Reputation: 21
I have use case in which I need to append a file_path (as a new element) with another pcollection which is a dictionary of elements.
So I decided to take pcollection as input to my next transform and file_path (which is generated from pardo function) as a sideinput.
As generated file_path is a pCollection so I am using it as :
beam.pvalue.AsSingelton(file_path)
but strangely it's not executing this statement hence no output from this and not even any error. But when I create a pcollection using :
file_path = beam.Create(['some_path_value']) and than pass as above beam.pvalue.AsSingleton(file_path) it works perfectly.
but I don't want to create a pcollection explicitly .i need to use above transform output as it is as sideinput.
I tried each form for my "file_path" like made it List, dictionary, tuple.
I tried different beam functions as well.
def collect(pcoll, path):
print(pcoll, "-----------")
print(path,"-------------")
return path
class Extract(beam.DoFn):
def process(self, element, *args, **kwargs):
pub_sub_json= json.loads(element)
gcs_url = "gs://" + pub_sub_json["bucket"] + "/" + pub_sub_json["name"]
yield gcs_url
file_path = (p |"Read" >> beam.io.ReadFromPubSub(
subscription=options.session_subscription,
with_attributes=False)
| "Extract" >> beam.ParDo(Extract()))
result = (some_other_pcollection |"display" >> beam.FlatMap(collect, path=beam.pvalue.AsList(file_path)))
Expect: It should go inside a collect function and print whatever Extract method will return as file_path.
No Errors and warnings are coming but it's not even going inside the collect method. It mostly happens when the data won't come from the above transforms. But I checked it many times file_name has data.

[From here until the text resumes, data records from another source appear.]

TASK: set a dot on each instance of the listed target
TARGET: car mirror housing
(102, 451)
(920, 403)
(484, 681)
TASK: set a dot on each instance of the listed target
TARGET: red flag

but no output, it only shows output when I use beam.Create(["pass_some_file_path"]) and use its result as sideinput
Upvotes: 1
Views: 1330
Reputation: 11
Output from a Transform should be in the 2-tuple ( (key,value) ) format in order to accept it as a side input with pvalue.AsDict(). It works well with value.AsList() too.
def collect(pcoll, path):
print(pcoll, "-----------")
print(path,"-------------")
return path
class Extract(beam.DoFn):
def process(self, element, *args, **kwargs):
pub_sub_json= json.loads(element)
gcs_url = "gs://" + pub_sub_json["bucket"] + "/" + pub_sub_json["name"]
yield pvalue.TaggedOutput("url",("url" :gcs_url))
file_path = (p |"Read" >> beam.io.ReadFromPubSub(
subscription=options.session_subscription,
with_attributes=False)
| "Extract" >> beam.ParDo(Extract()))
file_path_new= (file_path["url"] | "Group by key" >> beam.GroupByKey())
result = (some_other_pcollection |"display" >> beam.FlatMap(collect, path=beam.pvalue.AsList(file_path_new)))
Were you able to solve it in a better way?
Upvotes: 1